‘Pele’ artificial pode devolver sensação de tato a amputados

Tirando vantagem dos rápidos avanços na fabricação de circuitos eletrônicos flexíveis, eles criaram um material capaz não só de detectar variações de pressão ao toque similares às experimentadas pela pele natural como gerar sinais que podem ser assim interpretados por neurônios do sistema somatossensorial. Com isso, os usuários das próteses do futuro revestidas com este material poderiam recuperar controle motor para realizar tarefas delicadas, além de obter uma estimulação sensorial que pode aliviar a chamada dor do membro fantasma, mal que afeta cerca de 80% dos amputados.

– Esta é a primeira vez que um material flexível parecido com a pele pôde detectar pressão e também transmitir um sinal para um componente do sistema nervoso – diz Zhenan Bao, professora da Universidade de Stanford e líder da pesquisa, cujos resultados foram publicados na edição desta semana da revista “Science”.

A “pele” artificial sensível ao toque é composta por duas camadas de material plástico, em que a de cima funciona como mecanismo sensor enquanto a de baixo atua como um circuito que transporta os sinais elétricos produzidos e os traduz em estímulos bioquímicos compatíveis com os das células nervosas.

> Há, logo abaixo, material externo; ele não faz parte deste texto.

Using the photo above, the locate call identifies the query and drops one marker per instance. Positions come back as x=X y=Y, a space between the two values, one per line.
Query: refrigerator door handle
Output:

Há cinco anos, Zhenan e sua equipe, que buscam uma solução para o problema do tato em próteses há uma década, já haviam descrito como usar plásticos e borrachas como sensores de pressão com base na elasticidade natural de suas estruturas moleculares, melhorando sua sensibilidade ao unir os materiais em uma estrutura parecida com um biscoito em camadas.

A partir disso, os cientistas espalharam bilhões de nanotubos de carbono pelo novo material, de forma que, quando submetido à pressão, ele aperte os nanotubos, permitindo que conduzam eletricidade. Assim, a “pele” artificial pode imitar o comportamento da pele humana natural, que transmite informações sobre a pressão para o cérebro na forma de pequenos pulsos elétricos. Esses pulsos funcionam de modo similar ao código Morse, com mais pressão espremendo os nanotubos cada vez mais próximos, fazendo com que mais eletricidade flua pelo sensor. Com menos pressão, o fluxo de pulsos diminui, indicando um toque leve, e na ausência de pressão os pulsos cessam por completo.

O trabalho dos cientistas, no entanto, não acabou aí. Ainda era preciso encontrar uma maneira de transmitir estes pulsos para células nervosas de modo que elas pudessem interpretá-los como uma sensação de tato. Para tanto, eles se uniram a pesquisadores da PARC, uma empresa do grupo Xerox, que desenvolveram tecnologia que usa impressoras do tipo jato de tinta para fazer circuitos eletrônicos flexíveis em plásticos. Com isso, eles puderam produzir uma segunda camada do material com dimensões que permitem seu uso prático como “pele” artificial.

Por fim, os cientistas de Stanford também tiveram que provar que o conjunto gera sinais que podem ser reconhecidos por um neurônio. Para isso, eles adaptaram técnica desenvolvida por Karl Deisseroth, também professor da universidade americana, que uniu genética e ótica no crescente campo de estudos conhecido como optogenética. Com base nos princípios da optogenética, eles produziram neurônios modificados sensíveis a frequências específicas de luz para simular o sistema nervoso humano e traduziram os sinais gerados pela “pele” artificial em pulsos luminosos, que então ativaram estes neurônios quando submetida à pressão.

Segundo Zhenan, a optogenética foi usada apenas para demonstrar que a “pele” artificial funciona e é compatível com sistemas biológicos, e outros métodos de estímulo das células nervosas deverão tomar seu lugar nas futuras próteses sensíveis ao toque, provavelmente uma estimulação elétrica direta. Os pesquisadores também esperam desenvolver e integrar à “pele” artificial outros sensores capazes de detectar as diferenças entre uma superfície áspera e uma macia, assim como entre uma fria e outra quente, ampliando a gama de sensações que ela pode transmitir.

– Ainda temos muito trabalho pela frente para levar isso dos experimentos para aplicações práticas – reconhece Zhenan. – Mas depois de trabalhar muitos anos nisso, agora vejo um caminho claro por onde podemos conduzir nossa pele artificial.